République de Weimar : Baïonnette de présentation du Freikorps Petsch

vers 1919. Lame à gouttière nickelée, gravure à l'eau-forte bleui des deux côtés, sur l'avers “Dem scheidenden Kompagnieführer 23.7.19.” (Au commandant de compagnie sortant 23.7.19.), au revers “Kompanie Eickenbrock, Freikorps Petsch.” Latéralement sur le dos de la lame avec la marque du fournisseur “M. Neumann, Berlin”. La monture en exécution spéciale en laiton doré, gravée à la main. Le bouton-poussoir et le dispositif de fixation sont seulement suggérés. En haut avec grand aigle prussien gravé à la main, la garde avec décor de feuilles de laurier, se terminant par une tête de lion.

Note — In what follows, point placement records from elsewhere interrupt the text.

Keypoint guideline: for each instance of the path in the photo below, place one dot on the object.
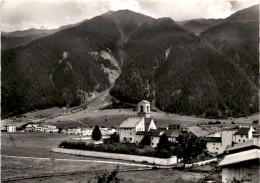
(76, 160)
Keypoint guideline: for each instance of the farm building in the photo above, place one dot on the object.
(242, 162)
(10, 128)
(132, 125)
(243, 134)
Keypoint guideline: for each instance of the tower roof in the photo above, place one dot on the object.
(144, 101)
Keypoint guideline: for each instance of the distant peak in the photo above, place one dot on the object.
(109, 12)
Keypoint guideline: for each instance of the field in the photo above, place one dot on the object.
(148, 176)
(38, 146)
(112, 118)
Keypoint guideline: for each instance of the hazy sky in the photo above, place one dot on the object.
(25, 14)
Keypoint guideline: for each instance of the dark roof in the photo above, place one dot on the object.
(176, 133)
(242, 131)
(147, 122)
(250, 144)
(149, 133)
(212, 139)
(162, 128)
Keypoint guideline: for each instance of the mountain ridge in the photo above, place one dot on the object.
(139, 58)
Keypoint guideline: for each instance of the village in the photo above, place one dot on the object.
(222, 142)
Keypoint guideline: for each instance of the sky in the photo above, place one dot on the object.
(51, 14)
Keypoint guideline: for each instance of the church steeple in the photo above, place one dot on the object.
(144, 109)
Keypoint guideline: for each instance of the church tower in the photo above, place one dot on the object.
(144, 109)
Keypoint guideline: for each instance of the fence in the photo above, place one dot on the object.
(136, 158)
(43, 175)
(201, 163)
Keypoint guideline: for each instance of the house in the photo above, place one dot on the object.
(29, 128)
(243, 134)
(112, 131)
(86, 131)
(129, 127)
(132, 125)
(214, 144)
(64, 131)
(74, 130)
(242, 162)
(153, 134)
(10, 128)
(52, 128)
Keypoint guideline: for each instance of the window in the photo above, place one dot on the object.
(141, 109)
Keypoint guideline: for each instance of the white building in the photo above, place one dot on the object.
(244, 134)
(242, 162)
(214, 144)
(144, 109)
(132, 125)
(10, 128)
(74, 130)
(39, 129)
(86, 131)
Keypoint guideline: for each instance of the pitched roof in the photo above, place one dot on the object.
(145, 101)
(149, 133)
(147, 122)
(130, 122)
(203, 131)
(242, 145)
(175, 133)
(212, 139)
(242, 131)
(253, 154)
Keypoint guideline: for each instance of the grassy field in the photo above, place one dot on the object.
(40, 144)
(148, 176)
(112, 118)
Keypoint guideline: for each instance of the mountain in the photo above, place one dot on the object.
(196, 26)
(20, 38)
(186, 74)
(59, 69)
(135, 57)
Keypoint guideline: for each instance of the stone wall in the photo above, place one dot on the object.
(136, 158)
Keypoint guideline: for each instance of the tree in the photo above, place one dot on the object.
(96, 134)
(114, 137)
(146, 140)
(188, 147)
(163, 149)
(163, 143)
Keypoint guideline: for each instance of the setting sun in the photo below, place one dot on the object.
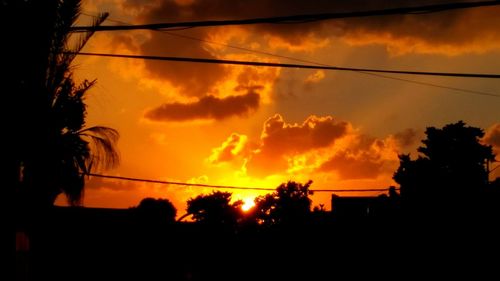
(248, 204)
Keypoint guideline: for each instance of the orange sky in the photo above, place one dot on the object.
(250, 126)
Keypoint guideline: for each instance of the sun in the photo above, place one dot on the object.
(248, 204)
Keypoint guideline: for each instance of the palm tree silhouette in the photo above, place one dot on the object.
(66, 150)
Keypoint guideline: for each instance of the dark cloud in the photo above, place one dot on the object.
(208, 107)
(445, 32)
(407, 137)
(193, 79)
(234, 146)
(365, 157)
(281, 140)
(351, 166)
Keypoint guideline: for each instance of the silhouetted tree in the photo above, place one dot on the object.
(156, 210)
(215, 209)
(58, 149)
(289, 204)
(449, 174)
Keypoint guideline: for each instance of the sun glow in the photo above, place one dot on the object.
(248, 204)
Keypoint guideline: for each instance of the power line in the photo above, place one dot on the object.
(226, 186)
(295, 18)
(286, 65)
(468, 91)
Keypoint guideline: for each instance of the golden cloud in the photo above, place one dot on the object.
(319, 145)
(208, 107)
(231, 148)
(492, 137)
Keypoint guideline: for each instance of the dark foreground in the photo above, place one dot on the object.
(98, 244)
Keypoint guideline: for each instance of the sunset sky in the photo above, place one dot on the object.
(258, 126)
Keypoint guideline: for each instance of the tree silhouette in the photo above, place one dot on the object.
(59, 150)
(289, 204)
(156, 210)
(214, 209)
(450, 173)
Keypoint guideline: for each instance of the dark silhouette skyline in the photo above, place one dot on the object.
(446, 204)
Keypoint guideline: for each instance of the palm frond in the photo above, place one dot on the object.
(104, 154)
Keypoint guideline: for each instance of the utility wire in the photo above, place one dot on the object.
(287, 65)
(226, 186)
(468, 91)
(296, 18)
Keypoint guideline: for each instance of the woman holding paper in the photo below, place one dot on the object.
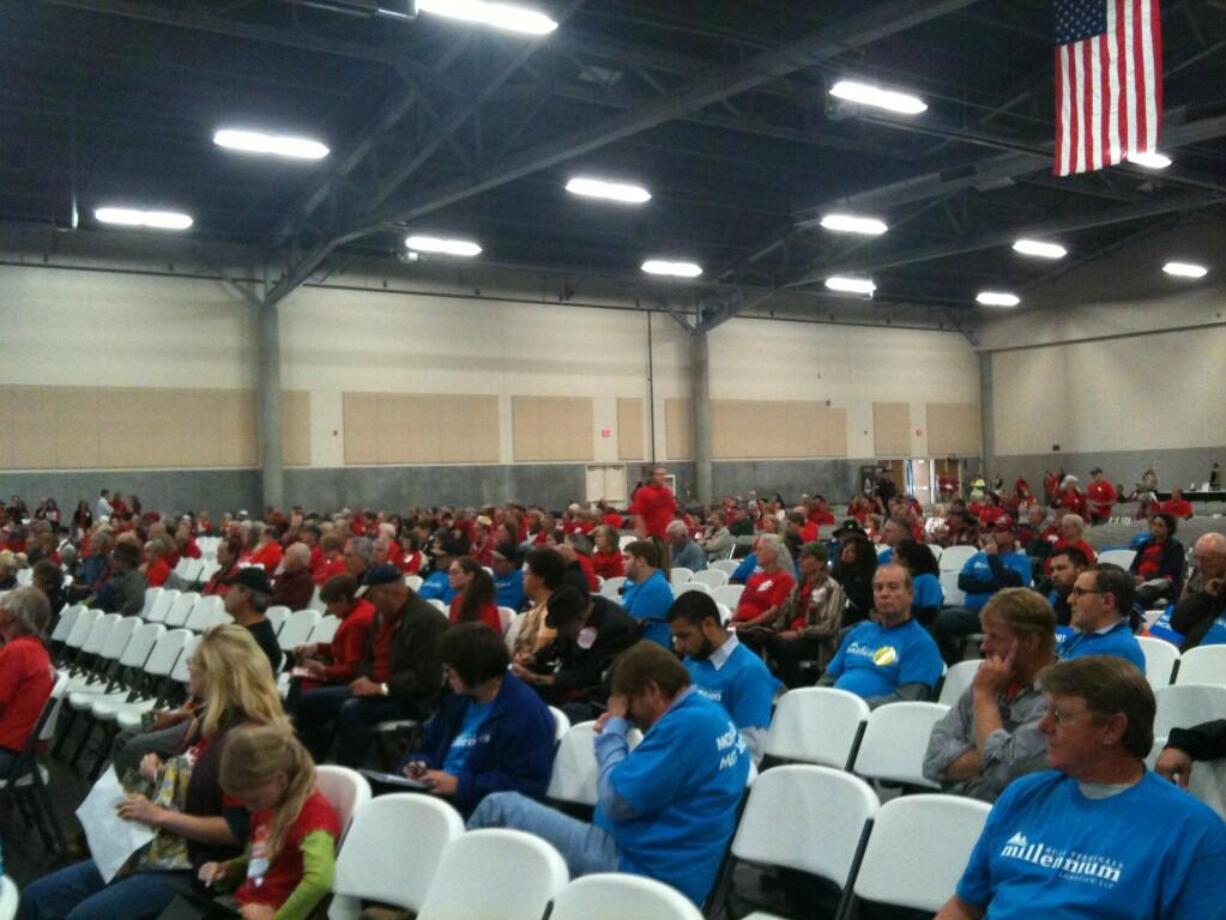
(190, 821)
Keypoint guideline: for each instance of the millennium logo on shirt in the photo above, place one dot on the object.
(1070, 865)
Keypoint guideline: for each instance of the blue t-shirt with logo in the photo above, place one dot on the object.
(1118, 640)
(1047, 850)
(743, 686)
(874, 661)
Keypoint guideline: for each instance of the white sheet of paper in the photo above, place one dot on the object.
(112, 839)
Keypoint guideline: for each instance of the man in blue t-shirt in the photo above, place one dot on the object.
(1099, 835)
(1102, 604)
(722, 669)
(665, 810)
(891, 656)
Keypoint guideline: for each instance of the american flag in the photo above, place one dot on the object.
(1108, 82)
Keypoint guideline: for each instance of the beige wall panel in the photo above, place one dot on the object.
(891, 428)
(953, 429)
(629, 429)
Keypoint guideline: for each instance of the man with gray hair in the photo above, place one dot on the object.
(26, 672)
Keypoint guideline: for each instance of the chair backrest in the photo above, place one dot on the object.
(617, 896)
(958, 678)
(298, 628)
(711, 578)
(1160, 660)
(345, 789)
(1204, 664)
(817, 725)
(392, 853)
(162, 605)
(1186, 704)
(918, 849)
(519, 875)
(804, 817)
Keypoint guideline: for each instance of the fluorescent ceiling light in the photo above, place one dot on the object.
(851, 286)
(137, 217)
(278, 145)
(678, 270)
(1151, 160)
(609, 190)
(850, 223)
(869, 95)
(1043, 250)
(513, 19)
(997, 298)
(444, 247)
(1186, 270)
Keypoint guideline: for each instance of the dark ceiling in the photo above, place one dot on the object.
(720, 107)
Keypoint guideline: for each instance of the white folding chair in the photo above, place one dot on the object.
(1161, 659)
(711, 578)
(616, 896)
(918, 849)
(803, 817)
(958, 678)
(392, 853)
(895, 741)
(520, 873)
(817, 725)
(346, 791)
(1204, 664)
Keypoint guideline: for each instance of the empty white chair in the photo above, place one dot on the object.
(1160, 660)
(918, 849)
(958, 678)
(517, 876)
(1204, 664)
(818, 725)
(616, 896)
(895, 741)
(1187, 704)
(346, 791)
(391, 853)
(711, 578)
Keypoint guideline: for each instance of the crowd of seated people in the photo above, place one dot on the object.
(421, 637)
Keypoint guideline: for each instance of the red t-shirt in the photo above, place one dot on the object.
(764, 590)
(286, 871)
(26, 681)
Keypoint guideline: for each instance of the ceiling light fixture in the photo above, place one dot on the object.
(851, 286)
(619, 191)
(1186, 270)
(851, 223)
(505, 16)
(997, 298)
(677, 270)
(443, 247)
(277, 145)
(139, 217)
(878, 97)
(1037, 248)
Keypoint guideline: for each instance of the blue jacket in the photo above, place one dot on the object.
(514, 750)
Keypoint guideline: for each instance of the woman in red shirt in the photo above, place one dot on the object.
(476, 598)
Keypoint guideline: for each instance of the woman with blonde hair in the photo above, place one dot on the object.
(182, 796)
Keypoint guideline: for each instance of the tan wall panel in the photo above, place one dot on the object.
(629, 429)
(891, 428)
(953, 429)
(678, 429)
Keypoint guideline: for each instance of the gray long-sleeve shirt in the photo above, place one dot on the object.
(1009, 752)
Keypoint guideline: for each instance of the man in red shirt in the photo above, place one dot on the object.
(26, 672)
(654, 504)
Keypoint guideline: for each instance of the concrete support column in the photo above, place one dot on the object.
(987, 417)
(700, 406)
(272, 479)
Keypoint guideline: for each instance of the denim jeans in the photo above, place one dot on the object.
(584, 847)
(79, 893)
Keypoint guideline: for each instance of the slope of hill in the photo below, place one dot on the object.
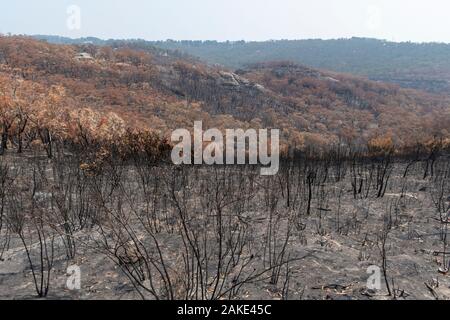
(162, 91)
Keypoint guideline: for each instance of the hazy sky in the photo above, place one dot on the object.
(398, 20)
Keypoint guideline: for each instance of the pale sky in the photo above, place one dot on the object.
(397, 20)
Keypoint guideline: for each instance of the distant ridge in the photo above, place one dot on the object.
(424, 66)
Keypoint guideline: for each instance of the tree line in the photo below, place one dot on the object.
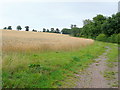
(52, 30)
(100, 28)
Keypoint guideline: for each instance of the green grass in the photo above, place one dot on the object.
(112, 55)
(47, 69)
(112, 62)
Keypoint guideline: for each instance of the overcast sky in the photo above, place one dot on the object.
(38, 15)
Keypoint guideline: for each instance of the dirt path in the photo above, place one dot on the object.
(93, 76)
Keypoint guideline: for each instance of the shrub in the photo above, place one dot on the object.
(101, 37)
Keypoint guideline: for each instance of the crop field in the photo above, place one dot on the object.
(39, 41)
(45, 60)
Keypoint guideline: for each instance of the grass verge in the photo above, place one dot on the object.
(47, 69)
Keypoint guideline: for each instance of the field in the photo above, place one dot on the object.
(39, 41)
(46, 60)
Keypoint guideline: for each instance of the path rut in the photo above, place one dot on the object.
(93, 76)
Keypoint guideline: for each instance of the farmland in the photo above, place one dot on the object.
(46, 60)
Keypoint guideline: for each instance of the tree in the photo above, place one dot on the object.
(5, 28)
(10, 27)
(19, 27)
(47, 30)
(44, 30)
(87, 21)
(27, 28)
(52, 30)
(66, 31)
(72, 26)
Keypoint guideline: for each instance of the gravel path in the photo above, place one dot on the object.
(93, 76)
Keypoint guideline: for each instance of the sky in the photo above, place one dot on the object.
(38, 14)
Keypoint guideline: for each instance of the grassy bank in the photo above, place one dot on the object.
(47, 69)
(111, 72)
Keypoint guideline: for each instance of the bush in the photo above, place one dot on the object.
(101, 37)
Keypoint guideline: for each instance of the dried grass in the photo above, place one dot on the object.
(38, 41)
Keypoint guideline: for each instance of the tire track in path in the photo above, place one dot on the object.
(93, 77)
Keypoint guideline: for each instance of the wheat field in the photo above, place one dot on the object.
(40, 41)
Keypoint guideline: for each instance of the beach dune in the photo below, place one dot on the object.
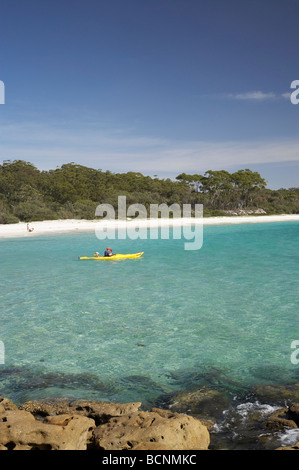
(55, 227)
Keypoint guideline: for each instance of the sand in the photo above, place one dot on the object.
(53, 227)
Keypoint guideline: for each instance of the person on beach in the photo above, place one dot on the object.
(108, 252)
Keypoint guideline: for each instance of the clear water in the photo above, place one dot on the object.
(135, 330)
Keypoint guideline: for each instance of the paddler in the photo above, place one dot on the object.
(108, 252)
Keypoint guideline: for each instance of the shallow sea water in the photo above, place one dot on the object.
(223, 316)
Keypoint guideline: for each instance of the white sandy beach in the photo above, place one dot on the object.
(53, 227)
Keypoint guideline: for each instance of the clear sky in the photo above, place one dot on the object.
(155, 86)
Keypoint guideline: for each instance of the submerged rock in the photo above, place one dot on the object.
(203, 403)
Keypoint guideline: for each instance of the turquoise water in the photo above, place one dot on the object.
(134, 330)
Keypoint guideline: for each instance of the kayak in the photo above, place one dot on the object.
(113, 257)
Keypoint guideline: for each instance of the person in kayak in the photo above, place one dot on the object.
(108, 252)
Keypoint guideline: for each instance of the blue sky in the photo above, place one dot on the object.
(156, 86)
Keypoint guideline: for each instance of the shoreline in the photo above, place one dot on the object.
(69, 226)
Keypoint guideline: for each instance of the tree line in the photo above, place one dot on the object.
(74, 191)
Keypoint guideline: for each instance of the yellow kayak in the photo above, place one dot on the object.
(113, 257)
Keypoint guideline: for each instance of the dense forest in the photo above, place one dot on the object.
(74, 191)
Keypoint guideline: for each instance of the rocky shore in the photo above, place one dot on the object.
(65, 424)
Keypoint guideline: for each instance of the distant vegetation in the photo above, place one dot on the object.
(74, 191)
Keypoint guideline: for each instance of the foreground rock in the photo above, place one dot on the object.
(91, 425)
(19, 430)
(158, 429)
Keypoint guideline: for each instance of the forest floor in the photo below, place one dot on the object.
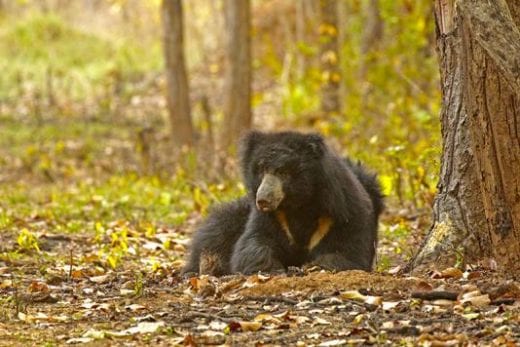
(90, 254)
(144, 301)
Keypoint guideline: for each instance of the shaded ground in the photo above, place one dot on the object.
(43, 300)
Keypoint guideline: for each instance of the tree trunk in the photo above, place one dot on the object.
(177, 96)
(477, 210)
(329, 56)
(237, 113)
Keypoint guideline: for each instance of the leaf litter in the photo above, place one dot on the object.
(145, 301)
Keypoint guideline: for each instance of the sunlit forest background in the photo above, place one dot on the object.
(85, 137)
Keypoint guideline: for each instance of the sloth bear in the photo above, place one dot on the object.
(305, 206)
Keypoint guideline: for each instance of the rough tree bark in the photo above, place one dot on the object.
(477, 210)
(237, 113)
(329, 56)
(177, 96)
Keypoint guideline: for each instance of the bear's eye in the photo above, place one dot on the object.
(258, 167)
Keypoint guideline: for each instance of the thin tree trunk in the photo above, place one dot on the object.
(477, 210)
(331, 77)
(237, 115)
(178, 100)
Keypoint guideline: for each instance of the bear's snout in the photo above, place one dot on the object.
(270, 193)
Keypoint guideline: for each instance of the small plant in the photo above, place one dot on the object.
(27, 240)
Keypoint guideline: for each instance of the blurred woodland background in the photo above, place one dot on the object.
(86, 139)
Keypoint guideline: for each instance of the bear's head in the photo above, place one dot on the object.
(281, 169)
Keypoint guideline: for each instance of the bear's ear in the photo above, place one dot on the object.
(247, 144)
(315, 145)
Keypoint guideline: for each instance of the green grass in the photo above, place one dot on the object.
(39, 45)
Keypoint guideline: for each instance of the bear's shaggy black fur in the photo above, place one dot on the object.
(305, 205)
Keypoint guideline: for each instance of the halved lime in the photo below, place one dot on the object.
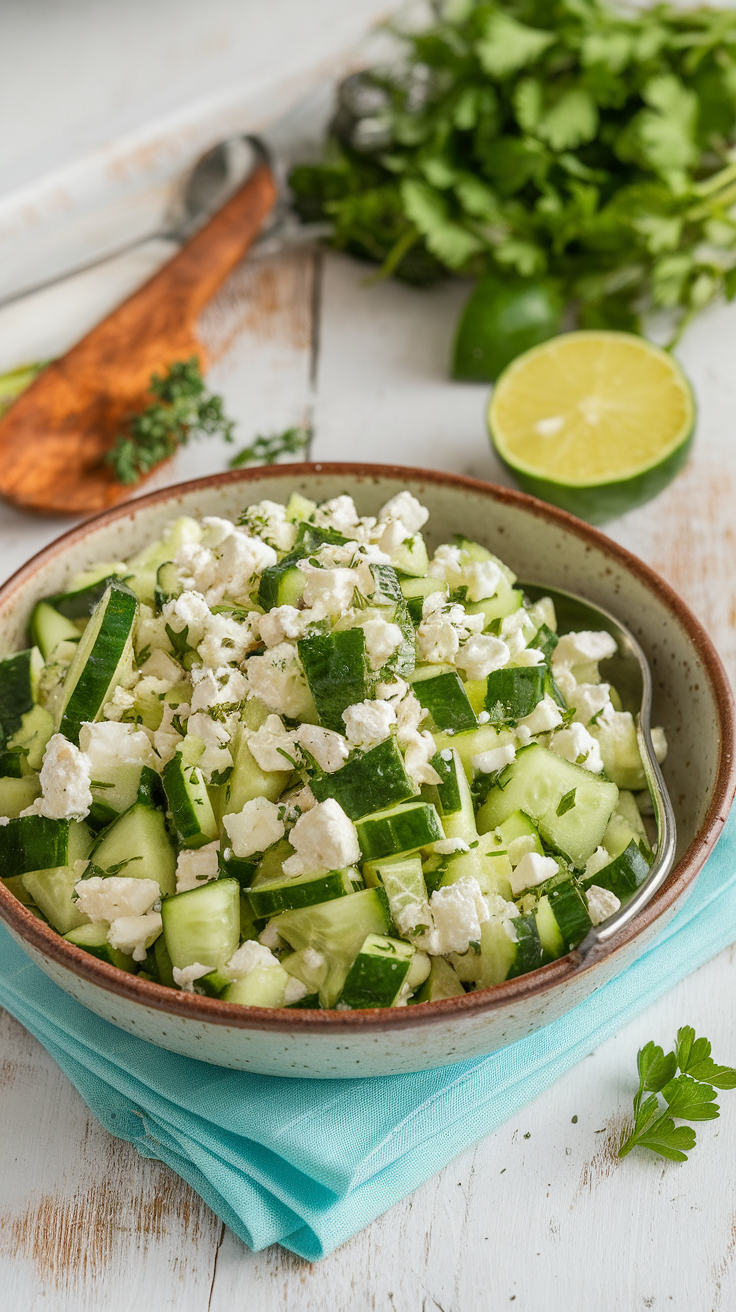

Les plaquettes de poignée en ivoire, maintenues chacune par 2 rivets décoratifs. Le fourreau laqué noir avec garnitures dorées appliquées sur la bouche, sous le crochet porte-briquet et à la bouterolle. Longueur totale avec fourreau 41 cm. Seulement de légères traces d'âge dans un état exceptionnellement beau.
Certainement l'une des plus belles armes d'honneur que nous avons pu offrir depuis de nombreuses années.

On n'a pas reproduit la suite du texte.